Advocis and the Institute for Advanced Financial Education (the Institute) launched a new registry of Chartered Life Underwriter (CLU) and Certified Health Specialist (CHS) designation holders this month, designed to help members of the public verify claims of those who profess to be designation holders in good standing.Created in 1924 by an Act of Parliament, the CLU designation identifies those with experience and education in the area of wealth transfer and estate planning. The newer CHS designation identifies those with specialist health insurance training and experience.
Today, the Institute has plans to market the CLU more broadly, both to the public, and to other professionals who often have a hand in transferring wealth from one generation to the next.
Institute chair, Jim Virtue says fraudulent use of the designations isn’t a problem that he’s aware of. Still, in making the announcement, it was pointed out that individuals who make fraudulent use of the designations will be reprimanded and could be subject to legal action.
“We’re really doing this for increased public awareness,” he says. In addition to the registry, he adds the standards body has been actively working to update its course material and continuing education requirements. “We’ve been doing a lot of work to increase the proficiency of the people who have the CLU, and increase the profile of the designation.”

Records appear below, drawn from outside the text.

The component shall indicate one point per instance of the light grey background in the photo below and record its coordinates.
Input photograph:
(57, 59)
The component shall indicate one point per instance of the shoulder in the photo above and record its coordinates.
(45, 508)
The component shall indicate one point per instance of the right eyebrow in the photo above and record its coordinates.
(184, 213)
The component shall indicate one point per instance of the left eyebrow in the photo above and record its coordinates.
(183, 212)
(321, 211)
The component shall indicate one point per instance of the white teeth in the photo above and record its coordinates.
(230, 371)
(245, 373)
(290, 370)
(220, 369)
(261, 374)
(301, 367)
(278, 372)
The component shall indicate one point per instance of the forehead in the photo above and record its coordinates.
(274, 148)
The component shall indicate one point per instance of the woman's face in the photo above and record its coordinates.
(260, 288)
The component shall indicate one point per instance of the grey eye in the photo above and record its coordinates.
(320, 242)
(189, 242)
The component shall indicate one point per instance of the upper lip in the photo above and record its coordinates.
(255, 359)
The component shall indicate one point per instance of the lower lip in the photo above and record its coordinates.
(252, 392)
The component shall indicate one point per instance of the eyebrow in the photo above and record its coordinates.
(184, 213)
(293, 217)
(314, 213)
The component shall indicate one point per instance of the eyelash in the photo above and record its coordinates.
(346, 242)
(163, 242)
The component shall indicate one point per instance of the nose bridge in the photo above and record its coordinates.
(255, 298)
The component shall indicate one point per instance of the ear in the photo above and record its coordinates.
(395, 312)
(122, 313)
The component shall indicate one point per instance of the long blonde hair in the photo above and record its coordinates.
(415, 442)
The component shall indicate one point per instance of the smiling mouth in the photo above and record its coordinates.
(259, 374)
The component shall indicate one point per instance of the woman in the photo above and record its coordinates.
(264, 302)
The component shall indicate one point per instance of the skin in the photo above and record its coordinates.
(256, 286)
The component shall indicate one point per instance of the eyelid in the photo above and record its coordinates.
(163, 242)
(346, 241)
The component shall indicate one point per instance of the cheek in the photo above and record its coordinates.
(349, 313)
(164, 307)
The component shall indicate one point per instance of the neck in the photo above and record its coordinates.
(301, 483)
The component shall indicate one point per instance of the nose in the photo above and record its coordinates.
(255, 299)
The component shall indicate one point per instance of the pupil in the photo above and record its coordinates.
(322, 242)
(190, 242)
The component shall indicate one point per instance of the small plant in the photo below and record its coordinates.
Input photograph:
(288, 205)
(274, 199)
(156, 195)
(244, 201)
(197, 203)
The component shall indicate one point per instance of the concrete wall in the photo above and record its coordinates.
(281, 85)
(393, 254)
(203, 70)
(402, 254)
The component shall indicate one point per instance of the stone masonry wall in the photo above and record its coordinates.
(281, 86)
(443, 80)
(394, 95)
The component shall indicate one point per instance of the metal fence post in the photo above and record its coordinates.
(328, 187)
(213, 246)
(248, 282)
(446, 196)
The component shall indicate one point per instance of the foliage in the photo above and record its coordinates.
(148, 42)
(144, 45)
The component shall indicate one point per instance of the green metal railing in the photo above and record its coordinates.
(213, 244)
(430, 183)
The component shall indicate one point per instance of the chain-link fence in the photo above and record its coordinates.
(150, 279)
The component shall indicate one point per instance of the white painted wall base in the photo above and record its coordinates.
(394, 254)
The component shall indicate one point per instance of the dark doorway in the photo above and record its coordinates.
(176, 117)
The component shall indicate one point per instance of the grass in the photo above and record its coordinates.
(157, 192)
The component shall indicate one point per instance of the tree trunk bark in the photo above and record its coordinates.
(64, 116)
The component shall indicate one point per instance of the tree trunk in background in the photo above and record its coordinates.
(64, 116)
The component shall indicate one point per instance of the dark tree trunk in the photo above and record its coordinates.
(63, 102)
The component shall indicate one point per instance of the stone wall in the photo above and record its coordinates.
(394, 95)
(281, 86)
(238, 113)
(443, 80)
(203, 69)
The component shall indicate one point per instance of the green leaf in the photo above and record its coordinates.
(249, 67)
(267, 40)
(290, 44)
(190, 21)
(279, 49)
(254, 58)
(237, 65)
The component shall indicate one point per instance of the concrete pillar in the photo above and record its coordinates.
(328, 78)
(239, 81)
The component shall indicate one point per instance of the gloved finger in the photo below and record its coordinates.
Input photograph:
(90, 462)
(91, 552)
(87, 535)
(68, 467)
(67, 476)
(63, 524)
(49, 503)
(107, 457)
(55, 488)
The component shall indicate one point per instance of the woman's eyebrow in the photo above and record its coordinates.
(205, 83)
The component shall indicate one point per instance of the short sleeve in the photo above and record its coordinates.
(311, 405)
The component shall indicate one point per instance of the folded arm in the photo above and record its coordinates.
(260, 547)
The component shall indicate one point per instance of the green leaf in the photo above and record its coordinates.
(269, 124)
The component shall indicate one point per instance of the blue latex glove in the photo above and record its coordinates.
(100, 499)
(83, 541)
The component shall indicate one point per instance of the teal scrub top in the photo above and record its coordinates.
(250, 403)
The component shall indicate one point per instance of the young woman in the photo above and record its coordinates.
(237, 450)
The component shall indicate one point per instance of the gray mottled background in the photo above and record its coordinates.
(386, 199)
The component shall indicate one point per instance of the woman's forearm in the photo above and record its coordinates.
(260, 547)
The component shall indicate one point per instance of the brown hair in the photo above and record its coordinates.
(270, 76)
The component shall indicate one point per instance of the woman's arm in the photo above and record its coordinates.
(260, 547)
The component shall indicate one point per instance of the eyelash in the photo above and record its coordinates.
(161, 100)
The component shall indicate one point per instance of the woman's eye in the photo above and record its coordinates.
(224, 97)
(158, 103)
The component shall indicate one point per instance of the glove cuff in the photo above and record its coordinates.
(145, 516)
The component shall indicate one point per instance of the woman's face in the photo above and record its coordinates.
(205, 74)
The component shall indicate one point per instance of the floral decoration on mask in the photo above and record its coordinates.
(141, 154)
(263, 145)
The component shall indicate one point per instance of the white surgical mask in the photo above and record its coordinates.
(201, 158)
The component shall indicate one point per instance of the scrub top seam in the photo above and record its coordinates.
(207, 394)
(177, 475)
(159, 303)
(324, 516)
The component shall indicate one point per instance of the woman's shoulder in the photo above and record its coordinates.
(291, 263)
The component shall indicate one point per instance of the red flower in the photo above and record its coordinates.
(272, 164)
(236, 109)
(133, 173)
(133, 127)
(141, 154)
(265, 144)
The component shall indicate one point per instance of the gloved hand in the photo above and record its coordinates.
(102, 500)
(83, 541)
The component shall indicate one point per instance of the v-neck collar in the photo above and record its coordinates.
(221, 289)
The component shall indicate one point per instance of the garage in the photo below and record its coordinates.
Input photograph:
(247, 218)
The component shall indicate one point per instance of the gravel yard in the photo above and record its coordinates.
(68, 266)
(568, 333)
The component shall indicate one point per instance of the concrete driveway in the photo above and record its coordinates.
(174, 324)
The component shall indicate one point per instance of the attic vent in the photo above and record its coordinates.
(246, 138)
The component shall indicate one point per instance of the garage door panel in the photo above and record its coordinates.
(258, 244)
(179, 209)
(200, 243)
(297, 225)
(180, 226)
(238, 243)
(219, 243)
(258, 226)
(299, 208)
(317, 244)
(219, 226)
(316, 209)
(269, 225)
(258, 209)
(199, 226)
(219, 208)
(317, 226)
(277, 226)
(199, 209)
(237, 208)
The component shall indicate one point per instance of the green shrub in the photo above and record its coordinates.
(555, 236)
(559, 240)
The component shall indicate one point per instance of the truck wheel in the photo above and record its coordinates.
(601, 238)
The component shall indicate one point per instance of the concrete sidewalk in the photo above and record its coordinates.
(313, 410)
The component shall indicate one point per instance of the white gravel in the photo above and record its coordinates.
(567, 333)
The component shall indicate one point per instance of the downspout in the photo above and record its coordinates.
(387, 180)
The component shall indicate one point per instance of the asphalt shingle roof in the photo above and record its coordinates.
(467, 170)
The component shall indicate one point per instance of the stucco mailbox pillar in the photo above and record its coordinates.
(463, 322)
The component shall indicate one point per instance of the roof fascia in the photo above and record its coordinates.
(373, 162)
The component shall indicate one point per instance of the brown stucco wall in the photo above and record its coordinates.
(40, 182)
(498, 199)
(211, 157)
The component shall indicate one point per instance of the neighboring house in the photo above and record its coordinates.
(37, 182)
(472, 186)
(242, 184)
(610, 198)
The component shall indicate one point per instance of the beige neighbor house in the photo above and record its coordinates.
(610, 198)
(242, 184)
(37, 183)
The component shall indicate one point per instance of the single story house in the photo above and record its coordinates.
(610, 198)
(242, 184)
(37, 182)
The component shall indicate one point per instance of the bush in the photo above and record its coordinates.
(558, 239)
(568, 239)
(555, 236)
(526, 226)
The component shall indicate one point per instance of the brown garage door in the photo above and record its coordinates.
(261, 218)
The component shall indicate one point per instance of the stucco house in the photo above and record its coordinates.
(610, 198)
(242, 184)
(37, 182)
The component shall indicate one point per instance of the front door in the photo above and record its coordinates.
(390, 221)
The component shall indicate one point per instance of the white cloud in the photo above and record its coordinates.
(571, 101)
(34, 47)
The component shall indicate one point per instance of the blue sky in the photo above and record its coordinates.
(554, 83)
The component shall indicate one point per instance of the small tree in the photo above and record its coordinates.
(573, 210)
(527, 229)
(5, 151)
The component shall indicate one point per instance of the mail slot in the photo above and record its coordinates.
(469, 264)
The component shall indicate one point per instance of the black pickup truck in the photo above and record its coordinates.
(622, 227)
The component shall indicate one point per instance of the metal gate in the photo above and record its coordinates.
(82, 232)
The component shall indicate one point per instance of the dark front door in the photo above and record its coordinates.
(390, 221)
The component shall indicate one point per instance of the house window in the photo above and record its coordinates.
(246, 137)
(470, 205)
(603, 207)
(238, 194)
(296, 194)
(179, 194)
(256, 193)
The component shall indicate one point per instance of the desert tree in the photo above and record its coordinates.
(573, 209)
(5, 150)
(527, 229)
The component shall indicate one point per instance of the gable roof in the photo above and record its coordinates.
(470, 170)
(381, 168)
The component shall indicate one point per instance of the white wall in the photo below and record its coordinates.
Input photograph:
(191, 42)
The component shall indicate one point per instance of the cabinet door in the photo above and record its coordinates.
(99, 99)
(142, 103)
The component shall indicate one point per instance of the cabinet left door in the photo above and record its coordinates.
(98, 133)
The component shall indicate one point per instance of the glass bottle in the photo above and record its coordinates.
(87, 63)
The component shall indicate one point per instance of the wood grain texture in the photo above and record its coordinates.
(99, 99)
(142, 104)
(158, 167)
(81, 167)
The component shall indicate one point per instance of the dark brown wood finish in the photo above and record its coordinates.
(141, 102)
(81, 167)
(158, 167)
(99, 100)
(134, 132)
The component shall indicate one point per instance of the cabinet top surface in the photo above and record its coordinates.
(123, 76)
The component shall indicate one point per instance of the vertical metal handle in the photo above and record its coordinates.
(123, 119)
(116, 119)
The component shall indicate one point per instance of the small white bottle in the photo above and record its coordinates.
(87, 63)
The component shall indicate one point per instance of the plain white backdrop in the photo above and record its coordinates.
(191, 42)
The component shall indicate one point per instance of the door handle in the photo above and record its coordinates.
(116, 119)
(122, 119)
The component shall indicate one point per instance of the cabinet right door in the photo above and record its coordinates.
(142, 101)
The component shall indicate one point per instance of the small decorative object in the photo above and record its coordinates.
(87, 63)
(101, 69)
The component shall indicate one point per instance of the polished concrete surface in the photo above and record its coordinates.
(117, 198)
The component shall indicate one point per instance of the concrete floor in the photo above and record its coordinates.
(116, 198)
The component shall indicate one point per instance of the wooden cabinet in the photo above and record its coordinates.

Work to increase the public and professional profile of the CLU and CHS nationally, meanwhile, is currently in the planning stages. Accountants – Chartered Accountants (CAs), Certified Management Accountants (CMAs), and Certified General Accountants (CGAs) – are among those the Institute plans to target in the future. “There are quite a few accountants practicing in the area of wealth management, but they haven’t really taken any formal training,” Mr. Virtue says. “We think that’s a very good area for us to market our designation.”